Nurses Urge Oregon AG to Investigate Proposed Merger of Providence Health & Services and St. Joseph
The nation's largest nurses organization, National Nurses United (NNU), is calling on Oregon Attorney General Ellen Rosenblum to reject efforts by two large Catholic hospital systems to block public oversight into a merger that NNU warns could have a major impact on the cost, quality and availability of critical hospital services, NNU announced today.
Providence Health & Services (PHS) and St. Joseph Health System (SJHS) have asked Rosenblum to waive scrutiny of the proposed merger affecting governance and control of over 50 hospitals and numerous affiliated entities, in seven states—including eight Oregon hospitals, creating one of the largest Catholic hospital systems in the U.S.
NNU, which represents thousands of Providence and St. Joseph registered nurses in California and is also challenging the merger before the California Attorney General, says the merger needs the highest level of scrutiny — not a pro forma green light.
The request to Oregon’s AG for a waiver of a thorough review of the merger is concerning, nurses say, given the size of the chains, a potential reduction of services for Oregon patients, and St. Joseph’s history of patient care concerns—including providing the least amount of charity care of any Catholic system in the state of California, says Malinda Markowitz, an NNU vice president.
“NNU has substantial concerns about the impact of the proposed merger of these two hospital systems on patients, taxpayers, RNs and other employees, and the affected communities. The effort by the two hospital systems to block public review symbolizes exactly why careful scrutiny is needed," Markowitz said.

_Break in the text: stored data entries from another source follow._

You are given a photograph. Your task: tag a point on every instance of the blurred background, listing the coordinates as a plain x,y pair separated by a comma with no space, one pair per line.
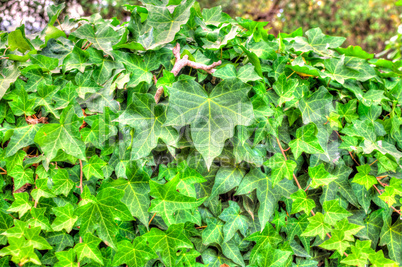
372,24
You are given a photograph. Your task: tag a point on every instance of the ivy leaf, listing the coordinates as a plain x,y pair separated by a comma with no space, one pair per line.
320,176
317,42
348,229
140,67
21,176
35,240
392,237
93,168
62,184
103,38
22,137
133,254
89,249
234,221
65,218
77,59
66,258
264,241
347,68
316,107
99,213
65,136
285,88
336,242
360,254
21,204
334,212
41,190
167,243
44,62
364,177
317,226
306,141
245,73
6,222
85,84
7,77
226,179
281,168
378,260
136,192
166,23
39,220
301,202
147,119
231,250
101,128
213,233
266,194
168,200
20,251
209,115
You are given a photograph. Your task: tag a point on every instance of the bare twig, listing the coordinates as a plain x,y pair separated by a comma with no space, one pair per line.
181,63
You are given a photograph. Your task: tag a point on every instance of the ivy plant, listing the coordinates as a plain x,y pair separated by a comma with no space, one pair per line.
184,137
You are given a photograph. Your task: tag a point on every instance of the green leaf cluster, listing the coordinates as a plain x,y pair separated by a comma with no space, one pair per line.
287,153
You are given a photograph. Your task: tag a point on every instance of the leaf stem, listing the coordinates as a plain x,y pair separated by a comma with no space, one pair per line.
152,218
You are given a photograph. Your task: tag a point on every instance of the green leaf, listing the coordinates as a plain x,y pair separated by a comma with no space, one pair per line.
213,116
168,200
62,184
391,235
65,136
89,249
7,77
136,192
66,258
334,212
347,68
364,177
320,176
316,107
306,141
213,233
301,202
99,214
166,22
147,119
234,221
103,38
21,176
226,179
264,241
41,190
167,243
317,42
93,168
281,168
65,218
336,242
285,88
134,254
317,226
21,204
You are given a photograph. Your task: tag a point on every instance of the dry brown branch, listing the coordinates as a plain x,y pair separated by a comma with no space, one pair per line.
181,63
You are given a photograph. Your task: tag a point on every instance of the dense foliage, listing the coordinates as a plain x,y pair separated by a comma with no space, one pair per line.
367,23
187,138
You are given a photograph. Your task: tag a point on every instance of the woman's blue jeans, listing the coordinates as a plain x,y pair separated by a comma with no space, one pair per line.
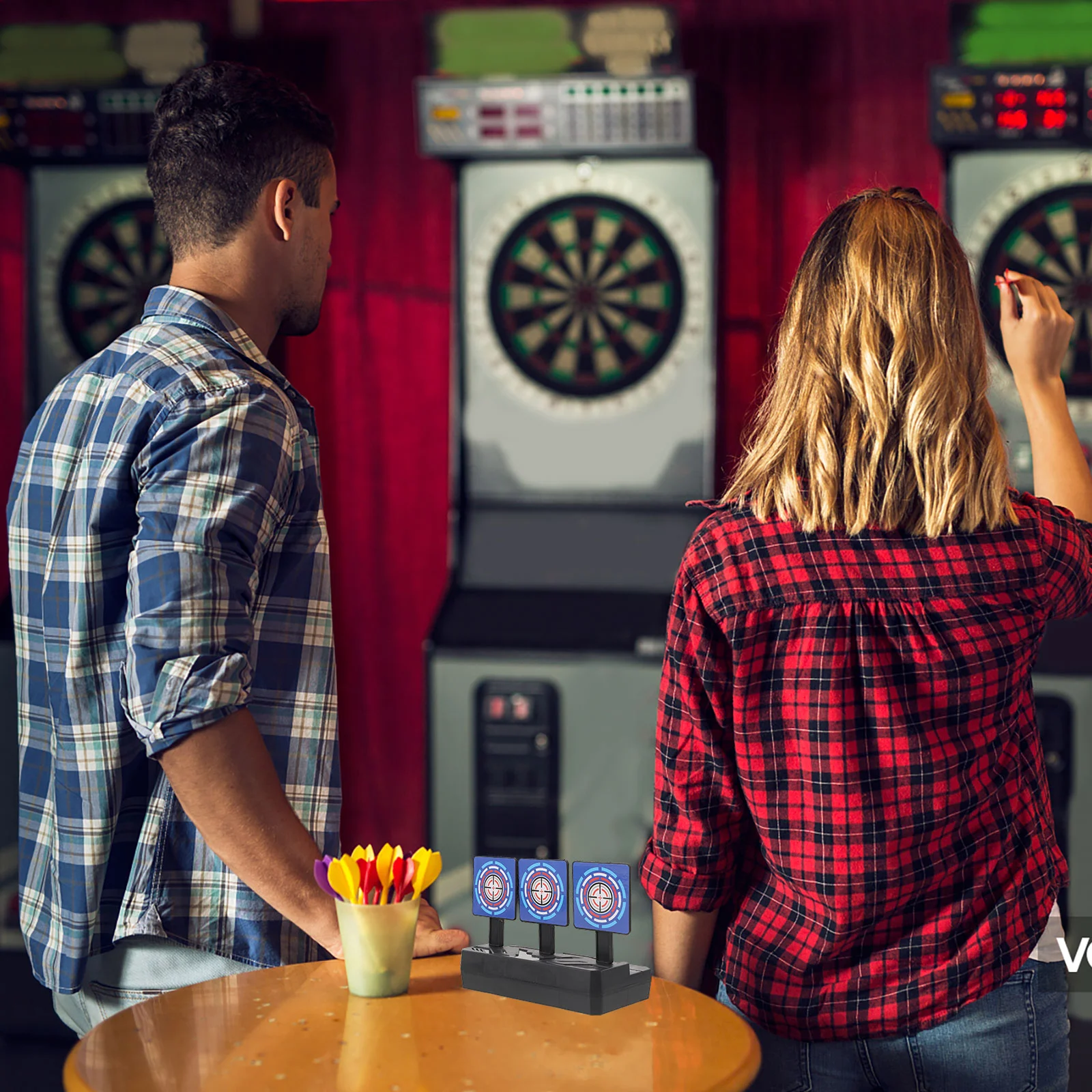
1016,1039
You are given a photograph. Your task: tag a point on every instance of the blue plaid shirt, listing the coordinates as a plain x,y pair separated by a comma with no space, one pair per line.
169,567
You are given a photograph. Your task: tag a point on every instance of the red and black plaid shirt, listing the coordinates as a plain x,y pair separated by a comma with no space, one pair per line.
849,767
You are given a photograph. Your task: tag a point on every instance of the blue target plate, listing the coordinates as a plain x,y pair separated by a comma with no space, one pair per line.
601,897
544,891
494,893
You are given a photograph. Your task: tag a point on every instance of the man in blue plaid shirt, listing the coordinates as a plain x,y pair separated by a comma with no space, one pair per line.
169,567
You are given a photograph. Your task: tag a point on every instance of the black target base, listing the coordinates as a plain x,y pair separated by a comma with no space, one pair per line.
577,983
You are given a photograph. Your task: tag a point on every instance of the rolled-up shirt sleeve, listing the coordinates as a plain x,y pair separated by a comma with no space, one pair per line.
1066,544
213,486
700,813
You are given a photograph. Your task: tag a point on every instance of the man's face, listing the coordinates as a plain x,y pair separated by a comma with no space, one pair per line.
308,276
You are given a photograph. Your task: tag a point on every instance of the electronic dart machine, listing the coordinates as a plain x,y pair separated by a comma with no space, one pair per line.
584,422
94,248
1018,147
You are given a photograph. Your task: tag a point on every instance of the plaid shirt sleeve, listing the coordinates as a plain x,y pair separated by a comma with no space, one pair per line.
702,819
213,486
1066,545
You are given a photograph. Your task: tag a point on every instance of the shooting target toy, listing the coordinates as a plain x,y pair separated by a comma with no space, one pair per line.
544,895
601,897
495,887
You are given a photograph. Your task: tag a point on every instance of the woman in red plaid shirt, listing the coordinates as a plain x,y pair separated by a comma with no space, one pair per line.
849,775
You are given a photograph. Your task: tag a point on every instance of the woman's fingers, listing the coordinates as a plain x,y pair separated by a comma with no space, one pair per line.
1030,292
1035,333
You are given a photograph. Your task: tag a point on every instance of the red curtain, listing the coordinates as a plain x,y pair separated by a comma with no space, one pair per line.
800,103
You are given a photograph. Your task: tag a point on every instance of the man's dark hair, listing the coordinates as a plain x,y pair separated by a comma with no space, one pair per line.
221,132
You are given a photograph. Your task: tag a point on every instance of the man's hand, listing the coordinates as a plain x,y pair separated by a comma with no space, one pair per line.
431,939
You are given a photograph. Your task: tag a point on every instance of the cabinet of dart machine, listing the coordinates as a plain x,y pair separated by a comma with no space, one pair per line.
584,423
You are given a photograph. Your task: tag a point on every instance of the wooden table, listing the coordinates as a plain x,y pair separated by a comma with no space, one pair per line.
298,1028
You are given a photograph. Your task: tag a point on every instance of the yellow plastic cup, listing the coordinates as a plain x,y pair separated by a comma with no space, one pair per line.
377,943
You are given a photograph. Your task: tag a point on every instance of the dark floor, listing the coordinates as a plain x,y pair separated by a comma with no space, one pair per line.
34,1043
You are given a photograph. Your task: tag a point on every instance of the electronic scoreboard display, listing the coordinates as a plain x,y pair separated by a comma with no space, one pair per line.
977,107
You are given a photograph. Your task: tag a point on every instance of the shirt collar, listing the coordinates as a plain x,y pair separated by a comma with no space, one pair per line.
171,304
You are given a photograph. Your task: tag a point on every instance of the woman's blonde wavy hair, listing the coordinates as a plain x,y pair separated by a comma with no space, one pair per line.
876,415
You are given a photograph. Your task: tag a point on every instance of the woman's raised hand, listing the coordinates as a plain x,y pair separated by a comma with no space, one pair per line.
1037,340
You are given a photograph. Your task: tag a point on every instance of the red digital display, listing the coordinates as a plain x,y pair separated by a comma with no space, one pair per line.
56,129
1055,98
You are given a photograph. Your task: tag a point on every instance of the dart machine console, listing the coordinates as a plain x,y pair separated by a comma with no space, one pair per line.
1017,142
584,422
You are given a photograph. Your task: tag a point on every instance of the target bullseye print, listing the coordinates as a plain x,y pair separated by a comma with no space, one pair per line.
544,893
601,897
495,887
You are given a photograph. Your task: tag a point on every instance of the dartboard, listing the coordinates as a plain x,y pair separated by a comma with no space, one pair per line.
1048,238
586,296
116,259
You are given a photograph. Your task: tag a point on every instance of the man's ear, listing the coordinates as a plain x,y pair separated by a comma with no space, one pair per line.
285,200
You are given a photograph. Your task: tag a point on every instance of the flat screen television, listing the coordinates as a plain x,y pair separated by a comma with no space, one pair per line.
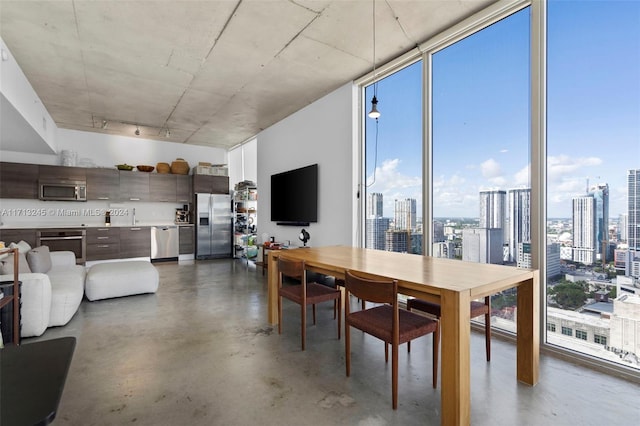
294,196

In conducting a full review, NNU is urging Rosenblum to assess the impact of the proposed merger on:
- Charity care and other community benefits in Oregon. In their application for waiver, the hospital systems have only described in the vaguest terms how the consolidation would enhance healthcare for underserved populations, including the poor and vulnerable. However, data submitted by PHS to the Oregon Health Authority shows PHS’s charity care spending as a percent of its operating expenses in 2014 (just 4.4%, below the 5.62% average—declining from PHS’s 10.4% in 2012 and 11.28% in 2013) was far below the state average.
- Reduction of reproductive and end of life care. Ethical and religious directives for Catholic healthcare prohibit Catholic healthcare providers from offering a range of “beginning of life” and “end of life” services.
- Negative impacts on cost and accessibility of healthcare services. Though the health systems contend that this is a mission-based merger, it is clear from their “Request for Written Waiver,” say nurses, that PHS and SJHS will reap financial benefits from an optimized borrowing strategy enabled by the consolidation. Meanwhile, the hospital systems have not specified what will happen with increased profits, and whether they will benefit the communities they serve. According to several studies, including a 2007 Journal of Economics study, mergers help bring costs down for health systems, but those savings don’t trickle down to the patient, and can actually cause patient costs to go up.
“This merger must ensure that all the hospitals remain open, that all jobs and services are maintained—and that the new organization is held accountable for providing charity care and community benefits to the communities it serves,” said Markowitz.
Nurses say they are especially concerned about a merger when the California-based St. Joseph Health System has already been the subject of a report, issued in August, “Falling from Grace: St. Joseph Health RNs Raise Ethical and Patient Care Concerns,” in which NNU cites a number of areas that reflect “priorities of present day corporate management who increasingly value maximized profits at the expense of patients, RNs, taxpayers and SJH’s own stated principles.”
In particular, SJH and its hospitals, the report asserts, have:
- Reaped millions in tax subsidies from California taxpayers, while providing among the lowest amount of charity care of any Catholic system;
- Invested patient care and tax subsidized funds into for-profit companies, including hedge funds in the Cayman Islands;
- Launched a system-wide campaign to restrict the rights of its RNs to organize a union to advocate for improved treatment of patients and RNs;
- Been charged with scores of violations of federal law in the past year as a result of their anti-union campaign against their RNs;
- Imposed sweeping cuts in disability, medical leave, and retirement security on thousands of SJH employees, while paying exorbitant executive salaries and benefits.
The full report is available at: SJHFallFromGrace.com
“We are opposed to any and all mergers that don’t guarantee patients and their communities a higher standard of care,” Markowitz said. “Until the issues of concern to RNs and patients are adequately addressed, NNU strongly urges Attorney General Rosenblum not to waive an investigation—and instead to conduct a full review of the transaction, including holding public hearings, to ensure this is the right move. The communities served by these hospitals deserve no less.”
NNU/National Nurses United is the largest organization of registered nurses in the United States with 186,000 members in all 50 states.